Very nice. Flames take a lot of patience to mask for painting. My son used to do them on a lot his R/C Car bodies he painted and I know its very time consuming.


----------



## cmg (Oct 27, 2004)

that frame/fork looks very cool. so what's the build plan? White saddle, stem, bottle cages, red pedals?


----------



## steve_e_f (Sep 8, 2003)

it looks fantastic! nice touch on the raw chainstay also.


----------



## raymonda (Jan 31, 2007)

Looks great!


----------



## monkeybullit (Sep 18, 2006)

*Finally BUILT my Lynskey R230*

I know, I've been a slacker at posting pics of my new ride. It got built about 2 weeks ago and I'm now finally posting pics!

Without further ado, here's the build as it stands right now:

Lynkskey R230 frame
Alpha Q GS10 fork
FSA Xtreme Pro HS
FSA OS115 Stem
FSA Wing Pro Carbon Compact bars (from my other bike)
SRAM Red Shifters, Front and Rear Derailleurs
SRAM PC-1090R Chain
Nokon Brake and Shift Cables
FSA K-Force Light Cranks (from my other bike)
FSA SL-K brakeset
Rolf Elan Aero wheelset (from my other bike)
Maxxis Columbeire Tires
Generic Carbon Seatpost to be replaced with FSA K-Force post
Fizik Arione Saddle, custom ordered with orange stripe
Speedplay Zero Ti pedals, soon to be white
Salsa Tape
Bontrager cages
Mavic Wintech ES computer with wireless cadence

That's about it. It rides awesome. It's got much more "feel" than the off the shelf carbon bike it replaced. It fits really well, climbs great, and rolls really well. It looks hot, too! 

It weighs in at a respectable 15.76#. Sure, it could be a bit lighter, but I'm not going to spend the dough to make it any lighter. I stocked up on white tape at the local bike swap a few weeks ago!

The only left to do is ride it as much as the weather allows. I'm buulding a rain bike so I can keep this one looking good and last a very long time. I'm done buying road bikes for a while.


----------



## boneman (Nov 26, 2001)

*Nice one*

MB- That's one of the best executed new bikes I've seen in a long time. Great paint and color scheme. What size is the frame and how's the bike ride?


----------



## monkeybullit (Sep 18, 2006)

boneman said:


> MB- That's one of the best executed new bikes I've seen in a long time. Great paint and color scheme. What size is the frame and how's the bike ride?

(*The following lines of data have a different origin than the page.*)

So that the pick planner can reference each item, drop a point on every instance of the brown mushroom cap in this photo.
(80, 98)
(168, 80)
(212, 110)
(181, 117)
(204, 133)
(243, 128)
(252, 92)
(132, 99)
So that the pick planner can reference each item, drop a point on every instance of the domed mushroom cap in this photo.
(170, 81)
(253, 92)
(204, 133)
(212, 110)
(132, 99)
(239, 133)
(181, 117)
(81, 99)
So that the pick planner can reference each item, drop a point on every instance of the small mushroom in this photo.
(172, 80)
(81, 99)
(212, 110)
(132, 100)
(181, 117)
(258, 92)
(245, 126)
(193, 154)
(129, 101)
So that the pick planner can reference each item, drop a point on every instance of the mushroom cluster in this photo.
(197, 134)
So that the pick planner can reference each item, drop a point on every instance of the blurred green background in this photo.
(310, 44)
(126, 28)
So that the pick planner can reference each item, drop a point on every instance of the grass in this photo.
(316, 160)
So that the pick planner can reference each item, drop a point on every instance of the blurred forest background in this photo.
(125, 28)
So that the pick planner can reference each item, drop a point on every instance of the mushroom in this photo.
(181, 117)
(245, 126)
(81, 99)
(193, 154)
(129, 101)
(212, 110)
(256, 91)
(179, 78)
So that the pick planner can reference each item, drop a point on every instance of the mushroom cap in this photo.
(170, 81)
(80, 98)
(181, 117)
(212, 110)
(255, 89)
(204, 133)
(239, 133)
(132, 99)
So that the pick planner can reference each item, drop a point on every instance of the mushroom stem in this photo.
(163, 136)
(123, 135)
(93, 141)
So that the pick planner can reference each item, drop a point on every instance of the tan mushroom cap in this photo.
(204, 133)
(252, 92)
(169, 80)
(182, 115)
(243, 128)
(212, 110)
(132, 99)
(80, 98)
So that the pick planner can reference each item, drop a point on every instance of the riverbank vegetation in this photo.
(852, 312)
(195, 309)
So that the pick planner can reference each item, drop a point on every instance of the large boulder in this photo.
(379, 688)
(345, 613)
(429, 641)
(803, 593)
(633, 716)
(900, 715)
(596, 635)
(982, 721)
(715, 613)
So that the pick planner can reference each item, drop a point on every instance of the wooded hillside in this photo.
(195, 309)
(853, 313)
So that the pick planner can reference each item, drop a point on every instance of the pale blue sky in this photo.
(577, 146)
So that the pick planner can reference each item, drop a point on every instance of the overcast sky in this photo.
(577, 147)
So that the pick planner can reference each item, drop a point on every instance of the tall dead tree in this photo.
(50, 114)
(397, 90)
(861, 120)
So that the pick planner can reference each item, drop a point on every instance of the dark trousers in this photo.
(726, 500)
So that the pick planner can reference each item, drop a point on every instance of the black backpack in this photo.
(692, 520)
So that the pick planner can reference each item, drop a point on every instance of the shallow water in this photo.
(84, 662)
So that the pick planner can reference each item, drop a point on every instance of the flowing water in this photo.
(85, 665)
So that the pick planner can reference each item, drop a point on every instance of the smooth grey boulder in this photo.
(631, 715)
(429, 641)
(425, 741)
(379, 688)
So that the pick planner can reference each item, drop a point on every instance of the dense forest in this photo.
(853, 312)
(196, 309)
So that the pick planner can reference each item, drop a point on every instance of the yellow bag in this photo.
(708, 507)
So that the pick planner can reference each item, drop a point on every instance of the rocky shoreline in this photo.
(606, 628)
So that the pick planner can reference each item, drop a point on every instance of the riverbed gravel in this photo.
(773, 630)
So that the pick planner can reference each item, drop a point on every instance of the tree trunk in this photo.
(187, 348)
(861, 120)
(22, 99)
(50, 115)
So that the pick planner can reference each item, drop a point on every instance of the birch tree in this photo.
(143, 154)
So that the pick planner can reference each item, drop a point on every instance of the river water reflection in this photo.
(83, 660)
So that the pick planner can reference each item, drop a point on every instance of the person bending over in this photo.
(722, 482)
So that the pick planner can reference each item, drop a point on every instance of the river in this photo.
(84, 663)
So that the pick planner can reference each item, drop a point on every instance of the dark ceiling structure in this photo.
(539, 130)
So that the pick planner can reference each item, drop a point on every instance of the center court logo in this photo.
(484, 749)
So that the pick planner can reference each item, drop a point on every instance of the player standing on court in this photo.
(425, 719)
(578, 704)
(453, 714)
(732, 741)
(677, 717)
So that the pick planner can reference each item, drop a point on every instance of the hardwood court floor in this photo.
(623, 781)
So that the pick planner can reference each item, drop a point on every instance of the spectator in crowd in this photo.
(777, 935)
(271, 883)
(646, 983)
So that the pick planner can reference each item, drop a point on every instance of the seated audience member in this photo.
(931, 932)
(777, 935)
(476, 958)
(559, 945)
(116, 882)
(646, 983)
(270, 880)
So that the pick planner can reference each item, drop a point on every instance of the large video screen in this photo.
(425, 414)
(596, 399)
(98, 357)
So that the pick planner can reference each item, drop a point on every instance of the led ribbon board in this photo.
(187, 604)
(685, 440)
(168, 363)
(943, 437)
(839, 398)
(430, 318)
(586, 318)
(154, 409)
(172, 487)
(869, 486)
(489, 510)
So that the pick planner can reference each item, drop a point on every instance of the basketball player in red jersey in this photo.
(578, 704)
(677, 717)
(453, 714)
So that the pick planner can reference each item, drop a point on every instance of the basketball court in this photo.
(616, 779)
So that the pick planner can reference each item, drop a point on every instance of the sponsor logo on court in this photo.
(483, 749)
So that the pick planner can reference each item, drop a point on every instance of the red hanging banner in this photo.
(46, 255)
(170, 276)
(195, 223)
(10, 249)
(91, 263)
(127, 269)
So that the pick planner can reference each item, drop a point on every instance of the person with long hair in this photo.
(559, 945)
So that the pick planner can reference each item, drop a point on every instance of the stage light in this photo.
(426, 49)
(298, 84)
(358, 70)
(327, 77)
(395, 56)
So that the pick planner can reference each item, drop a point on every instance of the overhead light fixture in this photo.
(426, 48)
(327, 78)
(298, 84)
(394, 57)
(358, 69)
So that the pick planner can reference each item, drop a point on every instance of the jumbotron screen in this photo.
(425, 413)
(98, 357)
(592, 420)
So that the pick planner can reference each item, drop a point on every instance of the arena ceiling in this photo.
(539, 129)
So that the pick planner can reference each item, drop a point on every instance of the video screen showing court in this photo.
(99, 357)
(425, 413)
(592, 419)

Thanks for the compliment. It's a size Small, about a 52cm top tube. My initial impressions of the ride is composed. It's not too twitchy, really smooth and controlled. It's really comfortable. Once I get a seat post with proper setback, it'll be perfect. Since I'm sitting up a little more on this bike, I had originally thought climbing out of the saddle would feel odd being a tad more upright, but it doesn't feel unnatural at all. I'll post a more detailed "review" of the way it rides after I have a few more hours on it. 

Ride On!
Tom


----------



## CleavesF (Dec 31, 2007)

Wow Wow Wee Wow. That is money well spent. 

One day... my jealously will be gone.


----------



## gh1 (Jun 7, 2008)

I am curious since you say you ordered the bike. Do you get a chance to test ride one of these before you buy it?


----------



## monkeybullit (Sep 18, 2006)

gh1 said:


> I am curious since you say you ordered the bike. Do you get a chance to test ride one of these before you buy it?


I didn't, but if there's a dealer near you that stocks them you could. I knew my preferred dimensions (top tube, head tube length, chainstay, etc.) and the reputation of Lynskey, so it was a pretty easy purchase to make.


----------



## gh1 (Jun 7, 2008)

monkeybullit said:


> I didn't, but if there's a dealer near you that stocks them you could. I knew my preferred dimensions (top tube, head tube length, chainstay, etc.) and the reputation of Lynskey, so it was a pretty easy purchase to make.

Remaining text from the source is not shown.